The whole GNOME/FD.o complex has been like that for decades. GNOME's founding document is called "Let's Make Unix Not Suck". Its whole thesis is: Unix style system integration is old and busted; the new hotness is Windows style system integration.

But for decades, Microsoft has been willing to support and work on the ancient tech that got it where it is today. The GNOME/FD.o paradigm is like Mao's continuous revolution. Out with the old and in with the new, forever and always, on an ongoing basis. Microsoft is now changing to this model. I suspect it's for similar pragmatic reasons: it's difficult to recruit young and relatively inexperienced programmers if you're just going to put them to work fixing up code bases from the 90s (written in—brotha, eugh!—C and C++). Since we can't get anybody to maintain that old code, it will become a liability in the future, so we're better off throwing it out and telling our users to cope.


I'm guessing a lot of the legacy stuff that still uses it also depends on some other things they wanted to change too?


I have yet to read one single story where people are actually happy with Windows 11.


I wonder how well Proton would work for it...


It looks like colorForth runs in qemu or bochs according to documentation, so Proton/wine wouldn't be required.


I could've sworn I saw something in the last month or two about BITBLT or DirectX changes on Windows.


It wouldn't surprise me to find that Windows is now flagging and quarantining unsigned, unfamiliar executables that it catches making these draw calls or really any direct Win32 calls. Microsoft, and in particular Windows Defender which you can't really turn off anymore, has gotten pretty aggressive about blocking software for "security purposes".


Are we going from "the only stable ABI on Linux is Wine", to "the only stable ABI is Wine"?

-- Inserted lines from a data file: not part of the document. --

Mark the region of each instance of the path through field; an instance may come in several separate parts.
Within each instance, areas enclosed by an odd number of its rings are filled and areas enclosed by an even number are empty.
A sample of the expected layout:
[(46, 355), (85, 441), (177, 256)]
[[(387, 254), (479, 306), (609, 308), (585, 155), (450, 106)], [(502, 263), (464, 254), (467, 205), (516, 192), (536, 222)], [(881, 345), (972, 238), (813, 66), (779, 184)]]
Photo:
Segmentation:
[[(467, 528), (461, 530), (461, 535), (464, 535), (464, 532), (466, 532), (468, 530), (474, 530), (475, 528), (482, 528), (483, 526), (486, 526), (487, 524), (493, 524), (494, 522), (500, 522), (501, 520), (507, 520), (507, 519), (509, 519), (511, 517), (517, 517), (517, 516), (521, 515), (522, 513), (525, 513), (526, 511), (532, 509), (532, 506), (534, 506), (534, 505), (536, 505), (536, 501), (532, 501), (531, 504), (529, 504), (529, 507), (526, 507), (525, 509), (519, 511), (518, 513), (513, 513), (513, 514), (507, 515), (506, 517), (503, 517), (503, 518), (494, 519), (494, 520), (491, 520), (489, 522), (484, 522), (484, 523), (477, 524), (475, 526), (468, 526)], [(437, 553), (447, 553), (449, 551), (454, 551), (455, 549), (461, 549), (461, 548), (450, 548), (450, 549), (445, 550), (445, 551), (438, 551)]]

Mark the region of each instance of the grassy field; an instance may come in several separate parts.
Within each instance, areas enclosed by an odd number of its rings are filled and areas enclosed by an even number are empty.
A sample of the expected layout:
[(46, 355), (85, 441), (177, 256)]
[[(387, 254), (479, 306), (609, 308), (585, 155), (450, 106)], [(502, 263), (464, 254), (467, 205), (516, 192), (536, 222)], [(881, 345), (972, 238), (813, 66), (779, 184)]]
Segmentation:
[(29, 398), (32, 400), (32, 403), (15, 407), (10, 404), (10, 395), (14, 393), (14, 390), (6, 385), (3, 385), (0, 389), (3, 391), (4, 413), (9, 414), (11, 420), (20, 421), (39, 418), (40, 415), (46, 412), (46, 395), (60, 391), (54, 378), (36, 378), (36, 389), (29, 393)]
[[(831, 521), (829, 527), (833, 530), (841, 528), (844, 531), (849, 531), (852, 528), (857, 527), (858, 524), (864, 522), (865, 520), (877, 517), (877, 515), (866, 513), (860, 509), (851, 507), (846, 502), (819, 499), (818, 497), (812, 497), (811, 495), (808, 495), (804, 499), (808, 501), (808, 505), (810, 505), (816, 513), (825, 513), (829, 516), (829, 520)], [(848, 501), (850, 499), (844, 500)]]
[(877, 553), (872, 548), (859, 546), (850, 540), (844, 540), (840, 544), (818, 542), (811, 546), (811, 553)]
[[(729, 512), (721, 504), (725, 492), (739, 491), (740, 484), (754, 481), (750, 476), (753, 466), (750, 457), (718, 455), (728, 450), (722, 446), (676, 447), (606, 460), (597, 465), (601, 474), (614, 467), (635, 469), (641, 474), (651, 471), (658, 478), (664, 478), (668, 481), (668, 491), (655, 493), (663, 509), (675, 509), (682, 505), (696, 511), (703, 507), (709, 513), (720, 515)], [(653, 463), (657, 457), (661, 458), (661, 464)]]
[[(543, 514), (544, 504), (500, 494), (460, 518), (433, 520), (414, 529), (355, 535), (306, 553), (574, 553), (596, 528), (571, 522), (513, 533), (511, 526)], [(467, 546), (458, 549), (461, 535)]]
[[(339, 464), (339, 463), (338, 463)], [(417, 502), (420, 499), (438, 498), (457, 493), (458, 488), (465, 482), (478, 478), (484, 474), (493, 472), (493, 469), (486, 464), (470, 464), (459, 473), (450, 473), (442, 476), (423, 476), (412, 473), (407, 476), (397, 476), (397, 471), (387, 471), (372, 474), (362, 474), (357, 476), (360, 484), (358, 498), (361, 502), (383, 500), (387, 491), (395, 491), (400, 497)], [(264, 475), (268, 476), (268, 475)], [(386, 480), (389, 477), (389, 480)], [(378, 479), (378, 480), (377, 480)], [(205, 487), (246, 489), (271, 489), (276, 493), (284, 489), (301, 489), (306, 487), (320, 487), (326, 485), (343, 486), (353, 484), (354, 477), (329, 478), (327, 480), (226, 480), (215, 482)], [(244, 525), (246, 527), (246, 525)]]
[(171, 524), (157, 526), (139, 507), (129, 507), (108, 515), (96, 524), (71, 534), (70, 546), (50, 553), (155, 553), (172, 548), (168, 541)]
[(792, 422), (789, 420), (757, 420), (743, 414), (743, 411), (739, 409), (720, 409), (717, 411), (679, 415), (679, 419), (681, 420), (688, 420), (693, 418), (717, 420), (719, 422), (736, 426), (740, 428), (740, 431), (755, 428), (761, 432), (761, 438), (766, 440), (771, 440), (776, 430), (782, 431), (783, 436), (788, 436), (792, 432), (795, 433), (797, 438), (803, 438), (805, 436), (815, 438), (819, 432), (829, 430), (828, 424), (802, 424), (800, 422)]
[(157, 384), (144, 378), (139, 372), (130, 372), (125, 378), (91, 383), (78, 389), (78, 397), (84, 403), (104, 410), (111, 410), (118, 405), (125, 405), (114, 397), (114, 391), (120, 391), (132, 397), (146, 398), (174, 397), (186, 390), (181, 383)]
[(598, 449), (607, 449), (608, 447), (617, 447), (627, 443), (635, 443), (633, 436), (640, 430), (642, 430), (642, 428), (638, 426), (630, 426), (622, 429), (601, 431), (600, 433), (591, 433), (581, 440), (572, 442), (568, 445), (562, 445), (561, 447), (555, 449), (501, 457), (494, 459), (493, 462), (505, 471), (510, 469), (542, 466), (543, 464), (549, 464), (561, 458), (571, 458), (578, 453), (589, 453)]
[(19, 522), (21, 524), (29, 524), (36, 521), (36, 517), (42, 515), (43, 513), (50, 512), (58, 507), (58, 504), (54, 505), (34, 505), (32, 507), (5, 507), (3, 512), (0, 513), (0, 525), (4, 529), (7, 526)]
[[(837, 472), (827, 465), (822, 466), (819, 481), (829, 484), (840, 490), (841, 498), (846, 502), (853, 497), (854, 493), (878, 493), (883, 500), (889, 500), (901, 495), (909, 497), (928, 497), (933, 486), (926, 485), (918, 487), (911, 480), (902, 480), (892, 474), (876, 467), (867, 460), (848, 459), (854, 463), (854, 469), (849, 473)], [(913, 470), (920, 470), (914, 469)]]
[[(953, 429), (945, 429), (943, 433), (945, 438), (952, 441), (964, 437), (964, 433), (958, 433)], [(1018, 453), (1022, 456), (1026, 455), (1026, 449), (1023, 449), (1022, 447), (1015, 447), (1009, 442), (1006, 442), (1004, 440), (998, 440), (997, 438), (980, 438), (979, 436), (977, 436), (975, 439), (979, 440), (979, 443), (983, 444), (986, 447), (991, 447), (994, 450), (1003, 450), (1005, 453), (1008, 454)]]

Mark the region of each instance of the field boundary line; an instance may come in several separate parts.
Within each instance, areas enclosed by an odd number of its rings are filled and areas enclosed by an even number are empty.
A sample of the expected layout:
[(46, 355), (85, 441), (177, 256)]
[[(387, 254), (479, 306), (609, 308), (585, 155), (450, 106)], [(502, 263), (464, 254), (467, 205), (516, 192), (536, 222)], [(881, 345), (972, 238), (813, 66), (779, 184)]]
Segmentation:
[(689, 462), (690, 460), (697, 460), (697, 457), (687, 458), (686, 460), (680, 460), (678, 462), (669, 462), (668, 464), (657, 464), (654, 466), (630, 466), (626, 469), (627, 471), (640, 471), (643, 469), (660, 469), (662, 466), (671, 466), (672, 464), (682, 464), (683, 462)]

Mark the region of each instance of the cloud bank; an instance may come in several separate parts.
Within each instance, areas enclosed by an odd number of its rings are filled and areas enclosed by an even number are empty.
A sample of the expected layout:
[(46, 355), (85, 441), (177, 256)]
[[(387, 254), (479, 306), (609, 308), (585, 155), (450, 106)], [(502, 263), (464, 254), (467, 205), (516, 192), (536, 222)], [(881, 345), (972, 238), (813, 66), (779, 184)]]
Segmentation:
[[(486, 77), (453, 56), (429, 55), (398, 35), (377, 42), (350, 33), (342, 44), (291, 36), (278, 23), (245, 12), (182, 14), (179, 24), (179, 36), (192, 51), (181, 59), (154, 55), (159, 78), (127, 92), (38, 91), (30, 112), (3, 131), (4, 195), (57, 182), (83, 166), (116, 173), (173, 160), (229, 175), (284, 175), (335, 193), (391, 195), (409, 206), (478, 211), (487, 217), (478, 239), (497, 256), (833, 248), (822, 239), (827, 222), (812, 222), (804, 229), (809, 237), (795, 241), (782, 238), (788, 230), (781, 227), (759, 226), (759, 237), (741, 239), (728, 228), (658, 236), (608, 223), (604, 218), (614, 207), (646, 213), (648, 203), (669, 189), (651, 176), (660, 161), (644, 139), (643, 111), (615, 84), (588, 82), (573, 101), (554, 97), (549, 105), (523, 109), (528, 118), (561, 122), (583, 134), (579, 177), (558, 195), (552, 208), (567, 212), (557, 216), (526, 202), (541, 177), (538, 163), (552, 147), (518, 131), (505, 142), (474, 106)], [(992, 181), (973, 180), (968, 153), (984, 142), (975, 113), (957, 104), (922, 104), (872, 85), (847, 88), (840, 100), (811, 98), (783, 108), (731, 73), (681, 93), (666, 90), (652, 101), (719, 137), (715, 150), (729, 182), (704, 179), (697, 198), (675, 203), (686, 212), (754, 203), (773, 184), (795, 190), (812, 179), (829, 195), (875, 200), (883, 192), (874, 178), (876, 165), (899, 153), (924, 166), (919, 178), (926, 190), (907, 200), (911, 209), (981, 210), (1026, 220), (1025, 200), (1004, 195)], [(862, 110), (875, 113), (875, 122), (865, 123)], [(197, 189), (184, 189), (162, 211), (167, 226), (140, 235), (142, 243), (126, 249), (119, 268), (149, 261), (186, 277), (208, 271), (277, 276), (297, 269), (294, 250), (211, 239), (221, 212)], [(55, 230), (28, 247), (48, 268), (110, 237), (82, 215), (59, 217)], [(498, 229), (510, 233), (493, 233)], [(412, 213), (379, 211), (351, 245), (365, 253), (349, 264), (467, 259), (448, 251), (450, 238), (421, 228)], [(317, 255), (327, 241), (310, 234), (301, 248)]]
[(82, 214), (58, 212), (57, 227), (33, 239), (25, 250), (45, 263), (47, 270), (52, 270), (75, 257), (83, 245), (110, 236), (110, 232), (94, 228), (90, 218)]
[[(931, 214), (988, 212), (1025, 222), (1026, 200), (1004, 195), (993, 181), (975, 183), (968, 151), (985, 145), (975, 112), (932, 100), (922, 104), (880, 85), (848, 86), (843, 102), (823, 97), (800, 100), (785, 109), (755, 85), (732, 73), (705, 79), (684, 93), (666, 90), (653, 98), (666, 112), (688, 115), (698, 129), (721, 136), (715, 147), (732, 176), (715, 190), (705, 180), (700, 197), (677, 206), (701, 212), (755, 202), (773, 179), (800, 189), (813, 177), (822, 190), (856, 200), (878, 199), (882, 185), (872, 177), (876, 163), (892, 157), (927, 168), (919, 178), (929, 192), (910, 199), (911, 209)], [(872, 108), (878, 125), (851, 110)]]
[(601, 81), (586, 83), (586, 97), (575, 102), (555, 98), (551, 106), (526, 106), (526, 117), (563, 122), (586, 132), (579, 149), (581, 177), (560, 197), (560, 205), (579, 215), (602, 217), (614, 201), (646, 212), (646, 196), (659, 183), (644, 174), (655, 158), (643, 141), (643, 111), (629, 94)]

(Especially now that .NET Framework was donated to Wine...)


> Especially now that .NET Framework was donated to Wine...

Do you mean Mono, or did I miss something?


Yes, I misremembered some things. Apparently Mono has more compatibility with .NET Framework (for instance 4.81) than dotnet (the current, modern recently released in version 10).

I mixed that up to mean that .NET Framework proper was released as open source, but that's unfortunately not the case.


Mono. Not .net fw.


If there is, does anyone have any info on this?